The central misconception around comics is the idea that they’re a genre, not a medium. The roots of 20th-century popular comics may well be in genre fiction: we’re all familiar with the zap-pow-whoppery of early superhero comics, whose campy cadences were deftly caught in the old Adam West television adaptations of Batman, and with the use of “comic-book” as an adjective synonymous with primary-coloured morality and cartoon violence. But although superhero stories are still as active a part of the comics medium as its other ancestor, the “funny papers” strip cartoon, many creators and artists have devoted years of energy and talent to guiding the medium out of its generic constraints.

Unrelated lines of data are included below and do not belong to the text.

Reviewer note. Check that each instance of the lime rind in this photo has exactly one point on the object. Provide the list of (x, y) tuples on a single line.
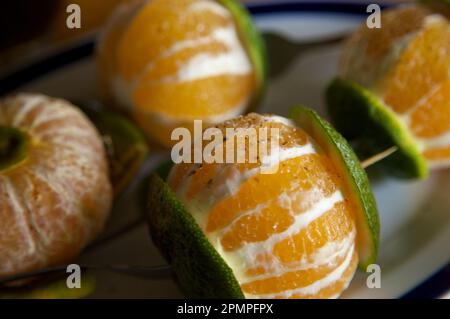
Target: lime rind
[(355, 178), (359, 114), (254, 44), (200, 270)]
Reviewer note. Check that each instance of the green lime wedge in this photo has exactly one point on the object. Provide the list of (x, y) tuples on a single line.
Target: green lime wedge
[(199, 269), (254, 44), (55, 288), (359, 115), (125, 144), (355, 178)]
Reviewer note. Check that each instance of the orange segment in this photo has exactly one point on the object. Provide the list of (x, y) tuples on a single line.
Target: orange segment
[(333, 226), (257, 227), (422, 66), (307, 172), (432, 116), (334, 289), (198, 98), (171, 22), (168, 66), (272, 227), (292, 279), (438, 153)]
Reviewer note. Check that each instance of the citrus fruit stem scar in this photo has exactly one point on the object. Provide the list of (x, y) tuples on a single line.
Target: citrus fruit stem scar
[(13, 147), (378, 157)]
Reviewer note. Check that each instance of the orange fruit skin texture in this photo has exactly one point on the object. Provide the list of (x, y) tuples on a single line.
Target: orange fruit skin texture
[(57, 200), (406, 63), (168, 62), (290, 234)]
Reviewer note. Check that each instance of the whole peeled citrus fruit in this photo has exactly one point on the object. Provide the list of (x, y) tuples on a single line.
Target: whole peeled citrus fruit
[(168, 62), (55, 193), (232, 230), (393, 89)]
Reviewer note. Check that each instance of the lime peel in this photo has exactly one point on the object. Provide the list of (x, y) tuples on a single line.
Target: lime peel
[(359, 114), (355, 179)]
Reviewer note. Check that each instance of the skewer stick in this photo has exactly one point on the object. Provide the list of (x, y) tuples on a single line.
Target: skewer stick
[(378, 157)]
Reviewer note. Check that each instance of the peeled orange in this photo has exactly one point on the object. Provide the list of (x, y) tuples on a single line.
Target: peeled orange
[(168, 62), (230, 230), (394, 89), (55, 193)]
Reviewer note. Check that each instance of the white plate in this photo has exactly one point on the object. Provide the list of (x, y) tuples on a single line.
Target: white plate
[(415, 216)]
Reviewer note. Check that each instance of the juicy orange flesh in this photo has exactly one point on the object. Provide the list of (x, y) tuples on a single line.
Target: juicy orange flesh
[(162, 38), (435, 110), (57, 200), (198, 98), (422, 66), (416, 83), (268, 205), (171, 22)]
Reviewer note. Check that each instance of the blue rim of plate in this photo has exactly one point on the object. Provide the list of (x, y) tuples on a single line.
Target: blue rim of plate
[(432, 287)]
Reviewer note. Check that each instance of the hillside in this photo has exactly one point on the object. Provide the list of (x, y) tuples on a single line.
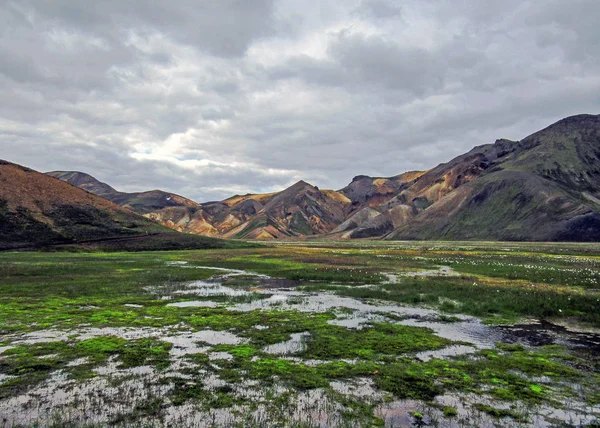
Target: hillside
[(140, 202), (39, 210), (299, 210), (543, 188)]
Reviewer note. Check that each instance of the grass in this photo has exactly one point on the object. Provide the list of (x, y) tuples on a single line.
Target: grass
[(72, 292)]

What Scott McCloud, the critic and cartoonist, attempted to categorise in Understanding Comics – perhaps the medium’s best work of literary criticism, and itself a comic – as “juxtaposed pictorial and other images in deliberate sequence, intended to convey information and/or produce an aesthetic response”, now comprehends a rainbow of genres: history, criticism, biography, crime, sci-fi, romance, memoir, the classics, literary fiction, blogging, pornography and more. All in words and pictures.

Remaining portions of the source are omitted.